While there’s no doubt that LLMs produce impressive and human-like responses to most prompts, the reality is most general-purpose LLMs suffer when it comes to deep domain knowledge around things like, say, health, nutrition, or culinary. Not that this has stopped folks from using them, with occasionally bad or even laughable results and all when we ask for a personalized nutrition plan or to make a recipe.
LLMs’ shortcomings in creating credible and trusted results around those specific domains have led to growing interest in what the AI community is calling small language models (SLMs). What are SLMs? Essentially, they are smaller and simpler language models that require less computational power and fewer lines of code, and often, they are specialized in their focus.
From The New Stack:
Small language models are essentially more streamlined versions of LLMs, in regards to the size of their neural networks, and simpler architectures. Compared to LLMs, SLMs have fewer parameters and don’t need as much data and time to be trained — think minutes or a few hours of training time, versus many hours to even days to train a LLM. Because of their smaller size, SLMs are therefore generally more efficient and more straightforward to implement on-site, or on smaller devices.
The shorter development/training time, domain-specific focus, and the ability to put on-device are all benefits that could ultimately be important in all sorts of food, nutrition, and agriculture-specific applications.

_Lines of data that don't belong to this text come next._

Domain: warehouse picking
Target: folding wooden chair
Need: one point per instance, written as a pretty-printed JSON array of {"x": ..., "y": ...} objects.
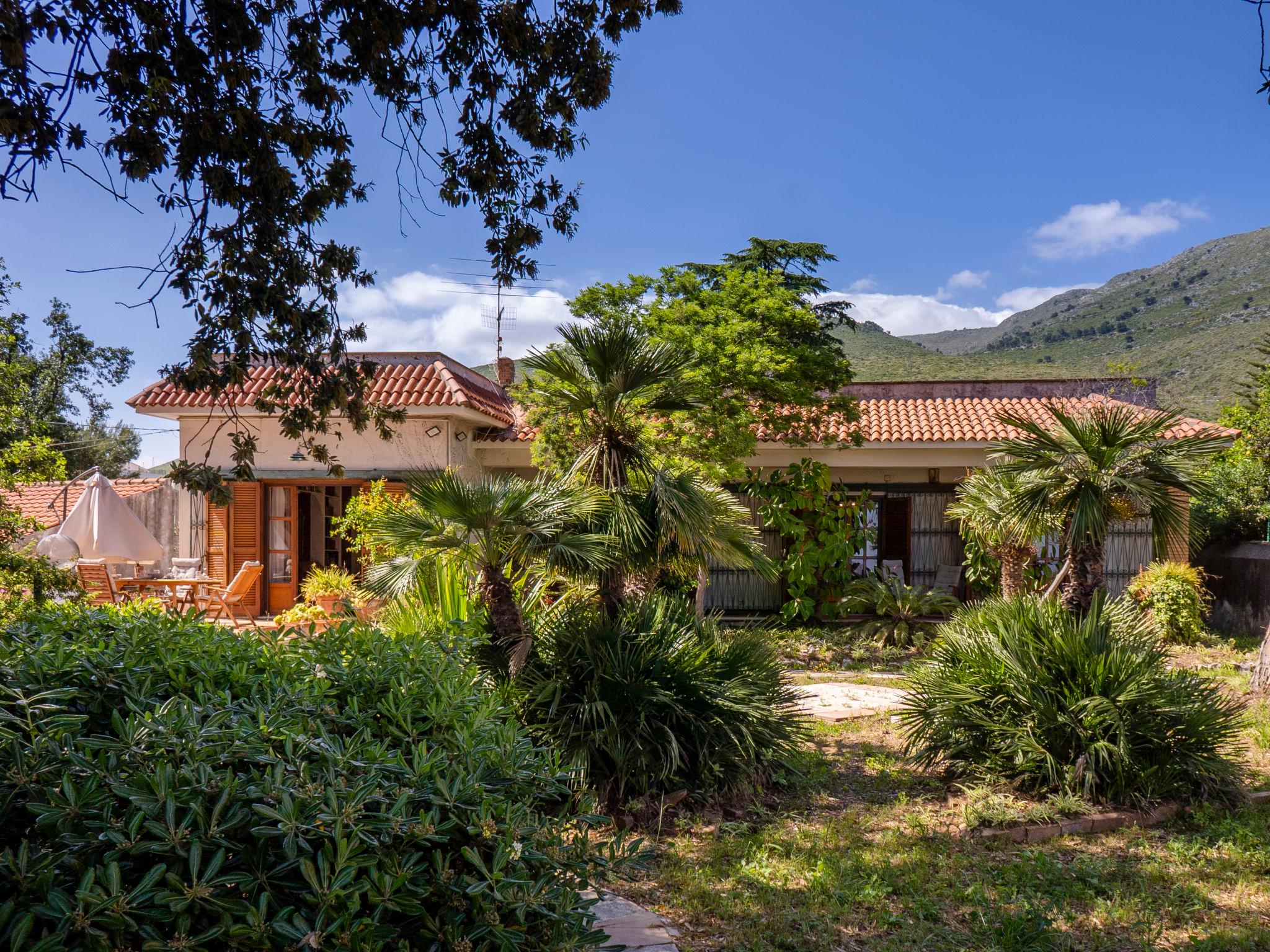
[
  {"x": 225, "y": 599},
  {"x": 95, "y": 580}
]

Imagine, for example, a startup that wants to create an AI-powered personalized nutrition coach. Some key features of such an application would be an understanding of the nutritional building blocks of food, personal dietary preferences and restrictions, and instant on-demand access to the application at all times of the day. A cloud-based LLM would likely fall short here, partly because it would not only not have all the up-to-date information around various food and nutrition building blocks but also tends to be more susceptible to hallucination (as anyone knows who’s prompted an AI chatbot for recipe suggestions).

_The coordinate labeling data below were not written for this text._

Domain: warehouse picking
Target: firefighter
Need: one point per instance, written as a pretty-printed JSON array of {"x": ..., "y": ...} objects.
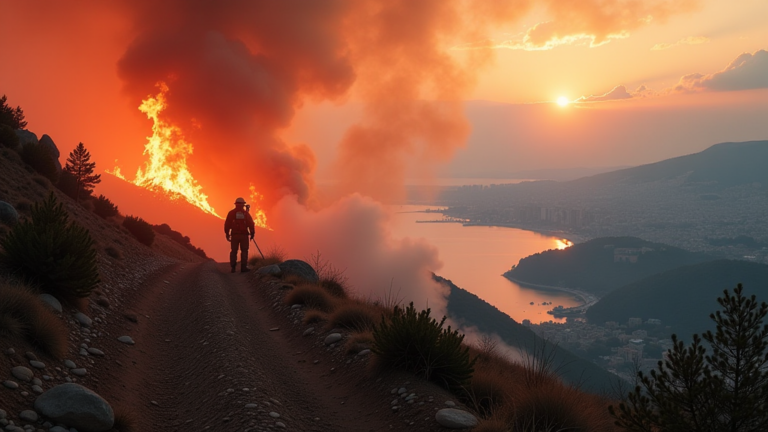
[{"x": 239, "y": 227}]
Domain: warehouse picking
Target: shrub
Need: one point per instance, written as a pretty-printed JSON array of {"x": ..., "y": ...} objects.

There are a number of startups in this space creating focused SLMs around food and nutrition, such as Spoon Guru, that are trained around specific nutrition and food data. Others, like Innit, are building their food and nutrition-specific data sets and associated AI engine to be what they are terming their Innit LLM validator models, which essentially puts food and nutrition intelligence guardrails around the LLM to make sure the LLM output is good information and doesn’t suggest, as Innit CEO Kevin Brown has suggested is possible, a recommendation for “Thai noodles with peanut sauce when asking for food options for someone with a nut allergy.”
The combination of LLMs for generation conversational competency with SLMs for domain-specific knowledge around a subject like food is the best of both worlds; it provides the seemingly realistic interaction capability of an LLM trained on vast swaths of data with savant-y nerdish specificity of a language model focused on the specific domain you care about.
Academic computer scientist researchers have created a model for fusing the LLM and SLMs to deliver this peanut butter and chocolate combination that they call BLADE, which “enhances Black-box LArge language models with small Domain-spEcific models. BLADE consists of a black-box LLM and a small domain-specific LM.”
As we envision a food future of highly specific specialized AIs helping us navigate personal and professional worlds, my guess is that the combination of LLM and SLM will become more common in building helpful services. Having SLM access on-device, such as through a smartwatch or phone, will be critical for speed of action and accessibility of vital information. Most on-device SLM agents will benefit from persistent access to LLMs, but hopefully, they will be designed to interact independently – even with temporarily limited functionality – when their human users disconnect by choice or through limited access to connectivity.